Verzoek tot kennelijke niet-ontvankelijkheid van vorderingen benadeelde partijen gelet het grote aantal vorderingen en de te verwachten complicaties bij beoordeling
/Gerechtshof Amsterdam 25 februari 2019, ECLI:NL:GHAMS:2019:604
Namens de verdachten is het verzoek gedaan dat het hof toepassing zal geven aan zijn bevoegdheid om de benadeelde partijen in dit stadium van de strafprocedure kennelijk niet ontvankelijk in hun vorderingen te verklaren. Verwezen is daarbij naar de behandeling van de strafzaak in eerste aanleg. Ook de rechtbank heeft van deze bevoegdheid gebruikgemaakt.
Daartoe is in de kern aangevoerd dat er sprake is van een groot aantal vorderingen. Dit gegeven, bezien in samenhang met, naar de mening van de verdediging, te verwachten complicaties bij de beoordeling van de vorderingen, moet reeds nu leiden tot de slotsom dat de behandeling en beoordeling van de vorderingen van de benadeelde partijen een onevenredige belasting van het strafgeding zullen opleveren. Door de raadslieden is onder meer geanticipeerd op de volgende mogelijke complicaties: kwesties samenhangend met de vraag of er sprake is van rechtstreeks verband als bedoeld in artikel 361, tweede lid, van het Wetboek van Strafvordering (Sv), de vertegenwoordigingsbevoegdheid van de personen die namens benadeelde rechtspersonen een vordering hebben ingediend, mogelijke eigen schuld van de benadeelde en mogelijke uitkeringen uit hoofde van een verzekering.
De advocaat-generaal heeft zich tegen toewijzing van de verzoeken verzet.
Het hof markeert dat op de voet van artikel 328 juncto 415 Sv de verdachten het verzoek kunnen doen. Opmerking verdient evenwel dat namens de verdachten niet is onderbouwd welk belang zij hebben bij de verzochte beslissing. Er is verwezen naar de onevenredige belasting van het strafgeding als algemene maatstaf maar dat het voeren van verweer tegen alle vorderingen hen in het kader van hun verdediging onevenredig belast is niet gesteld. Zelfs bij welwillende lezing van de onderbouwing kan niet worden afgeleid dat is beoogd dit te betogen.

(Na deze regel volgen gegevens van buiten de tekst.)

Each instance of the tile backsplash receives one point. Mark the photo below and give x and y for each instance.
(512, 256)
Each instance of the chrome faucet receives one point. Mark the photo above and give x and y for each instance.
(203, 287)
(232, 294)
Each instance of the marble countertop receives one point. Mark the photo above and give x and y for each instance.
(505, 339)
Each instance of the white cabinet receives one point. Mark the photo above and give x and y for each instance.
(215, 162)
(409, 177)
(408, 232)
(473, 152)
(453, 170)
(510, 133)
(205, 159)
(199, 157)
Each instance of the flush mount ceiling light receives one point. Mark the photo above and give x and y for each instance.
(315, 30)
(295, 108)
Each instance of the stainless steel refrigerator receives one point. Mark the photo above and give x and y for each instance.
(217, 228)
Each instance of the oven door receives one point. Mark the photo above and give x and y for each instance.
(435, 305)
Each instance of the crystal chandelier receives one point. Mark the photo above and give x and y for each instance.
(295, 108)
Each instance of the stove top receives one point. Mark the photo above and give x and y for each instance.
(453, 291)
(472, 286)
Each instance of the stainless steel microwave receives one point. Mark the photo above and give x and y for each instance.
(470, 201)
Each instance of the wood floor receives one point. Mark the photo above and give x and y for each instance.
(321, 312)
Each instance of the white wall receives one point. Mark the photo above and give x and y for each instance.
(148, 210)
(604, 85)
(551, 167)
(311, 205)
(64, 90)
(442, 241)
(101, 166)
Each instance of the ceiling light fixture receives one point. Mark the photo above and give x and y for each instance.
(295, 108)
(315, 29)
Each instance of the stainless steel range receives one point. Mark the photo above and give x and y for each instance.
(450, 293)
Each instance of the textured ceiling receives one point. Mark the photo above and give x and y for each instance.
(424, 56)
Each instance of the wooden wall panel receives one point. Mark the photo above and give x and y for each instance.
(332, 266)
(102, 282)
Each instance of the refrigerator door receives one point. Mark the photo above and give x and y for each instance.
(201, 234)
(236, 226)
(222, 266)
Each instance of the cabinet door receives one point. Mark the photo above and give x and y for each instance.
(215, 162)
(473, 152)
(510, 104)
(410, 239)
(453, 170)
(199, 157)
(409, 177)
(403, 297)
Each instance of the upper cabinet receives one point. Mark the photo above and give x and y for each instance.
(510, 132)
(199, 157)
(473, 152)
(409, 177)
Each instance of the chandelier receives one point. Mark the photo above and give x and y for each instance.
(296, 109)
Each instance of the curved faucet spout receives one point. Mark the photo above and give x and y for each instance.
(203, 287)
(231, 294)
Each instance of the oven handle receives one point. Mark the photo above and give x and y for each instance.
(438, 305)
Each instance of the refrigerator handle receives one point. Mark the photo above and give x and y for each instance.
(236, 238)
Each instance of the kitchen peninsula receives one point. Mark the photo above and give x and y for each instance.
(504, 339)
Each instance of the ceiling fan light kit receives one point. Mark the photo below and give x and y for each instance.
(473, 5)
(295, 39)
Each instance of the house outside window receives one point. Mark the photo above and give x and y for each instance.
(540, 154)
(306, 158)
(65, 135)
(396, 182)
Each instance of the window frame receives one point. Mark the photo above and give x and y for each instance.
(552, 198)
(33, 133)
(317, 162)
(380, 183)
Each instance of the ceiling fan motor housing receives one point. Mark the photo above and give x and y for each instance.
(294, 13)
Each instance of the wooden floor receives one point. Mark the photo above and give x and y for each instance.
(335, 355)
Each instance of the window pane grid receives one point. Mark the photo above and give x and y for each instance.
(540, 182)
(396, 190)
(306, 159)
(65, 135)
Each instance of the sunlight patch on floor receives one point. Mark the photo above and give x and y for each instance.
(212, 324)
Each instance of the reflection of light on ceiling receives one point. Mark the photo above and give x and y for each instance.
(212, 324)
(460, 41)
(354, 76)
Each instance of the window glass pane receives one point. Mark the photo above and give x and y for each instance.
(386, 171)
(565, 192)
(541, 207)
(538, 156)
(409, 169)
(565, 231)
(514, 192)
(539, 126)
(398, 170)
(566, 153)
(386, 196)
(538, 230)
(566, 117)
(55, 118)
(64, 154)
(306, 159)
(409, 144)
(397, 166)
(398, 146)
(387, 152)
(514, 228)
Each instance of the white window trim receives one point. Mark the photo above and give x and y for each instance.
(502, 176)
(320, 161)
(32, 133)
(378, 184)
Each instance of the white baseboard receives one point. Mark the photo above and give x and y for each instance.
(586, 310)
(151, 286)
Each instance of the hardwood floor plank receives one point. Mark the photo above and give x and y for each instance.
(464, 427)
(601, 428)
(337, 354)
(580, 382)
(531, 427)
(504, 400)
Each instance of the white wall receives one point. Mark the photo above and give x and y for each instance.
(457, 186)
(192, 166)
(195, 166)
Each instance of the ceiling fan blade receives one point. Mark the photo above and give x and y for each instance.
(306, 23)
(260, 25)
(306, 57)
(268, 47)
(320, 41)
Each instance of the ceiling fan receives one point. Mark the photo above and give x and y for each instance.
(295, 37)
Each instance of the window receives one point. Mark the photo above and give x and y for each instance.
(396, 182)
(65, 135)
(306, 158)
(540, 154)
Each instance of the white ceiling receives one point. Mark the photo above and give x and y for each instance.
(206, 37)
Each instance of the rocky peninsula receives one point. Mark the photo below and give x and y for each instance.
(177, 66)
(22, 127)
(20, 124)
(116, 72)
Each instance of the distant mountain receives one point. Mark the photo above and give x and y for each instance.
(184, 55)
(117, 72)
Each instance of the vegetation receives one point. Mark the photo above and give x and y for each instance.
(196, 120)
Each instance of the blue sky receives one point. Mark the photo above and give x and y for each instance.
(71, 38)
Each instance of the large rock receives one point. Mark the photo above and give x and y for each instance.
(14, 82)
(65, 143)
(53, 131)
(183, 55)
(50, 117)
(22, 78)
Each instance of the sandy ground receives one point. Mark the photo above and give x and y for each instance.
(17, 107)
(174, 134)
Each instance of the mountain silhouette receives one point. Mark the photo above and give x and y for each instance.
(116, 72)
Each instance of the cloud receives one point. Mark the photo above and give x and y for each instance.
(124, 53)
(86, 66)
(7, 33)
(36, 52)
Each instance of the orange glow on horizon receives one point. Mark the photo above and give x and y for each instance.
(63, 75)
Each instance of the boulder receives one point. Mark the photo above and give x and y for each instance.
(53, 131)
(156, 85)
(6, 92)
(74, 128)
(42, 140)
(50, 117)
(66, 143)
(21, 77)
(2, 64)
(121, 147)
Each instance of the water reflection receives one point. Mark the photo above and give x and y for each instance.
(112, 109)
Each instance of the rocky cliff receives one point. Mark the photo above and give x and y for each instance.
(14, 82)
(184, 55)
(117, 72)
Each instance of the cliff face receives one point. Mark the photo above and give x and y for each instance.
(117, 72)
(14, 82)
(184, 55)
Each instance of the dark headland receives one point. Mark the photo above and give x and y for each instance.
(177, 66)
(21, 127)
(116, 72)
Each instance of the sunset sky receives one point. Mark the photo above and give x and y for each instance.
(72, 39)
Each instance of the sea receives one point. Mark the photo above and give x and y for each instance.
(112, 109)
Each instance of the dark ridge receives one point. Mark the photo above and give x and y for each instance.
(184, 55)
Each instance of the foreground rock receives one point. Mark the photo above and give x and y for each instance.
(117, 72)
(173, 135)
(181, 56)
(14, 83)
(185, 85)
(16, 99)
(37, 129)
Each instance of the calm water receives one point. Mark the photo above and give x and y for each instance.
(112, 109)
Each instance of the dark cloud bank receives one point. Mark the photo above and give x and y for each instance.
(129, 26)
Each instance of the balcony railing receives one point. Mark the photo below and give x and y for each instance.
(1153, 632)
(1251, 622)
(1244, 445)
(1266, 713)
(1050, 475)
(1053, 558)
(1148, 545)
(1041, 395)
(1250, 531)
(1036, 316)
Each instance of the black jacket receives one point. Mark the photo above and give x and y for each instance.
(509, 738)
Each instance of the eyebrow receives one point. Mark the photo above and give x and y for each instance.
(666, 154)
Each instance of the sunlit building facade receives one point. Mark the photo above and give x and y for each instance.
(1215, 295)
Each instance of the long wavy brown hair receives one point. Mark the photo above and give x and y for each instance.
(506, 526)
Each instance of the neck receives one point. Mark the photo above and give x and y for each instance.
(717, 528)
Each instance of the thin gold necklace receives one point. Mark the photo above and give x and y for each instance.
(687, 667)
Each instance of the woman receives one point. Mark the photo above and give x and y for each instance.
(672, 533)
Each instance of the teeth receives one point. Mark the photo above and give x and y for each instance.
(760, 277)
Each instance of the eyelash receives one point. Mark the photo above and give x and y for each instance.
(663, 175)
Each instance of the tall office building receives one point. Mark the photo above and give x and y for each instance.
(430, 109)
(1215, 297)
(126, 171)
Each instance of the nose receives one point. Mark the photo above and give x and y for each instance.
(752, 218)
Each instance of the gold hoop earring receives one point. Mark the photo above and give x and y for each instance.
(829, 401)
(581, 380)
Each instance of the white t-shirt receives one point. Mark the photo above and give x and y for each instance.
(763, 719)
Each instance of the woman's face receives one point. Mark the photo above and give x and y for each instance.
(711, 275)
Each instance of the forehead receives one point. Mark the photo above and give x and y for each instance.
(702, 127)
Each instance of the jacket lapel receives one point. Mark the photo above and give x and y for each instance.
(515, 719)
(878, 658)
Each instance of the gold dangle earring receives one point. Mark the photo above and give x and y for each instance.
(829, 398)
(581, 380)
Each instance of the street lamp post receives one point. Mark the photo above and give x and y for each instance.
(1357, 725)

Het hof zal ondanks dit weinig gearticuleerde belang overgaan tot bespreking en beoordeling van de verzoeken.
De hiervoor gestelde regeling heeft ten doel een zinloze behandeling van de civiele vordering te voorkomen. Dit kan bijvoorbeeld het geval zijn indien op voorhand evident is dat de behandeling van de vordering leidt tot een onevenredige belasting van het strafgeding, zoals bedoeld in artikel 361, derde lid, Sv.
Daarbij dienen alle omstandigheden van het geval in hun samenhang te worden betrokken. Als er sprake is van een veelheid van vorderingen kan dit een factor van betekenis zijn. Daarnaast spelen tal van andere factoren een rol. Te denken valt onder meer aan de inhoud van de vordering, de geboden onderbouwing, de aard van de schade, de samenhang met de tenlastelegging, de omvang van de strafzaak en de proceshouding van de verdachte.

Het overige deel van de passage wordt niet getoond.